28
Nov/20

ELEGIES FOR ANGELS, PUNKS, AND RAGING QUEENS WORLD AIDS DAY BENEFIT

28
Nov/20

Who: Brooks Ashmanskas, Laura Bell Bundy, Lena Hall, Robin de Jesús, Jay Armstrong Johnson, Nathan Lane, Norm Lewis, Kevin McHale, Jessie Mueller, Cynthia Nixon, Anthony Rapp, Krysta Rodriguez, Seth Rudetsky, JK Simmons, Alysha Umphress, Paul Castree, Richard Chamberlain, Charity Angél Dawson, Fran Drescher, J. Harrison Ghee, Gideon Glick, Lisa Howard, James Monroe Iglehart, Cherry Jones, Francis Jue, Vicki Lewis, Telly Leung, Stanley Wayne Mathis, Eric William Morris, Michael Notardonato, Okieriete Onaodowan, Kirsten Scott, Matthew Scott, Michael James Scott, Evan Todd, Mariand Torres, Michael Xavier, Danny Burstein, Judith Light, Billy Porter, Michael Urie, more
What: Abingdon Theater Company benefit for World AIDS Day
Where: Broadway on Demand
When: Tuesday, December 1, free, 5:00
Why: First produced at the Ohio Theatre in New York City in 1989, composer Janet Hood and lyricist Bill Russell’s Elegies for Angels, Punks, and Raging Queens consists of monologues from the perspective of AIDS victims and songs that explore the reaction of their deaths from friends and family.
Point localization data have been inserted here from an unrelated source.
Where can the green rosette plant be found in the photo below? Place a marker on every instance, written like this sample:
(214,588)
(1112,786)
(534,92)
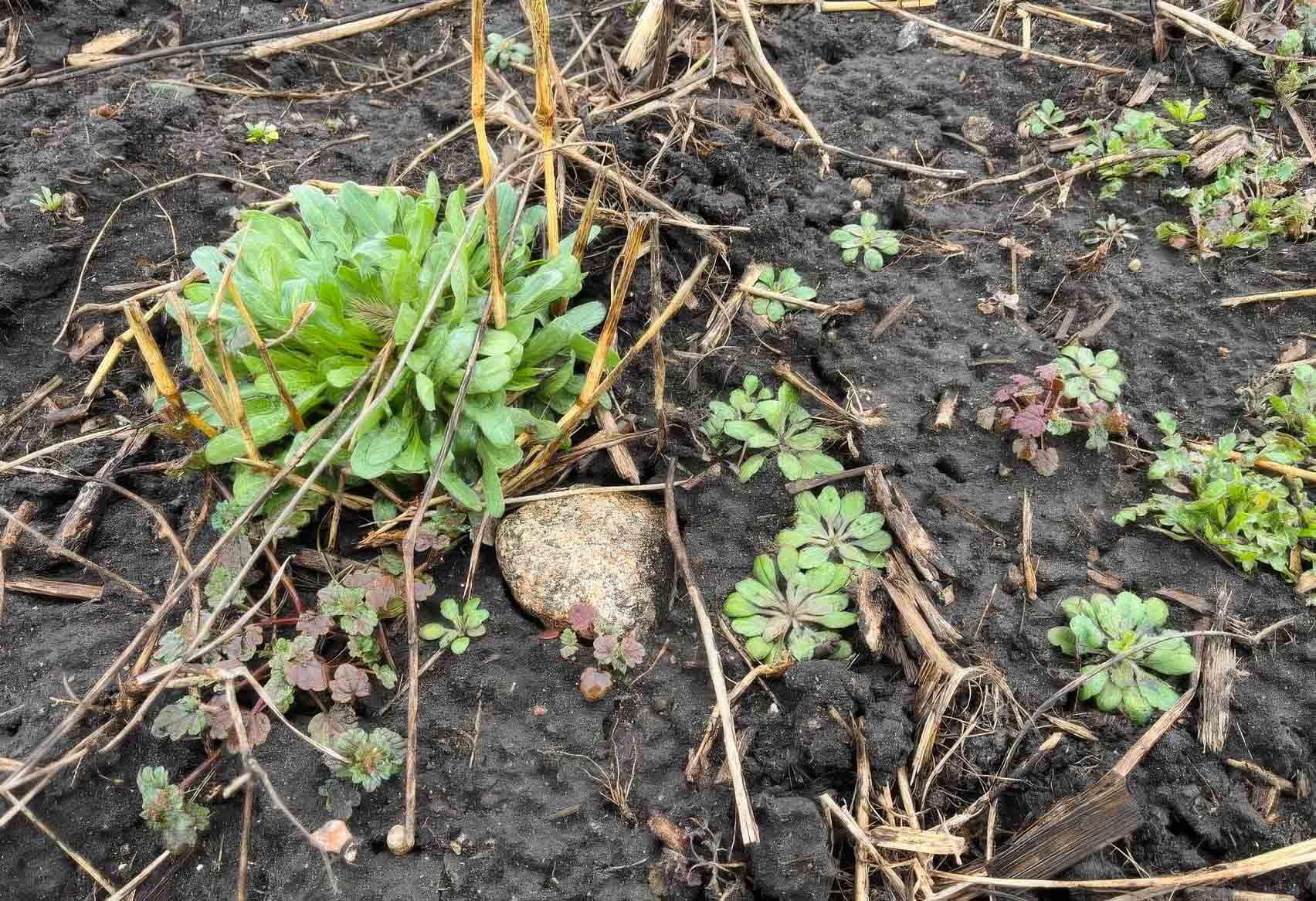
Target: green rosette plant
(1104,627)
(347,284)
(829,526)
(785,610)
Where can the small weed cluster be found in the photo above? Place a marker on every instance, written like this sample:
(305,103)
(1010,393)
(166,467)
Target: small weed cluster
(1080,389)
(1136,131)
(755,420)
(1103,627)
(1245,206)
(794,604)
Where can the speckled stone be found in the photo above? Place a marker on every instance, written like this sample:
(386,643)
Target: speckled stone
(605,549)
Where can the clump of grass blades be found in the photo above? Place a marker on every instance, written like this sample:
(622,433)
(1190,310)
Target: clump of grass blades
(333,291)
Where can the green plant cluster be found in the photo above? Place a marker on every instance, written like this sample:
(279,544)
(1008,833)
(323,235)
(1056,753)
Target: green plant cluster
(1220,499)
(1136,131)
(341,289)
(878,245)
(1104,627)
(1248,203)
(166,811)
(755,420)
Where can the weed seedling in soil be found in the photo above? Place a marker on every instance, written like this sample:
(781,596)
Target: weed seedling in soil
(1185,112)
(1244,206)
(1136,131)
(877,244)
(262,132)
(787,284)
(1222,501)
(829,526)
(786,610)
(775,426)
(1045,117)
(1101,627)
(48,200)
(504,52)
(1080,389)
(166,811)
(347,285)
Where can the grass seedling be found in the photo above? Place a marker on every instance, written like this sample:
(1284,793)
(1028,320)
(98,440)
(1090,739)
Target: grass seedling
(1185,112)
(1080,389)
(878,245)
(1102,627)
(166,811)
(786,610)
(789,285)
(1045,117)
(48,200)
(262,132)
(504,52)
(777,427)
(829,526)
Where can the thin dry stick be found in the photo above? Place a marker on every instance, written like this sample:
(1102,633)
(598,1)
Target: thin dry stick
(744,811)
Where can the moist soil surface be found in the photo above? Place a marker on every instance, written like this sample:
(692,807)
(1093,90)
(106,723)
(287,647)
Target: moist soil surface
(508,800)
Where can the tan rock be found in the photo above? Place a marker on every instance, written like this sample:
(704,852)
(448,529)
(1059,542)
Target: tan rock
(604,549)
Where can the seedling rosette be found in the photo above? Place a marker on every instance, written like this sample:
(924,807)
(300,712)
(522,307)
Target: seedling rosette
(786,610)
(1104,627)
On World AIDS Day, Broadway on Demand, in conjunction with the Abingdon Theater Company, is hosting a virtual revival of the show, featuring an all-star cast of more than fifty actors, including Brooks Ashmanskas, Lena Hall, Fran Drescher, Nathan Lane, Norm Lewis, Richard Chamberlain, Jessie Mueller, Cynthia Nixon, Anthony Rapp, Krysta Rodriguez, James Monroe Iglehart, Cherry Jones, Seth Rudetsky, and JK Simmons, with special appearances by Danny Burstein, Judith Light, Billy Porter, and Michael Urie. It’s free to stream, although donations are encouraged for Broadway Cares/Equity Fights AIDS. The stories were inspired by the AIDS Memorial Quilt and Edgar Lee Masters’s Spoon River Anthology collection of interrelated free-verse poems and features such songs as “I’m Holding On to You,” “I Don’t Do That Anymore,” “I Don’t Know How to Help You,” and “Celebrate.”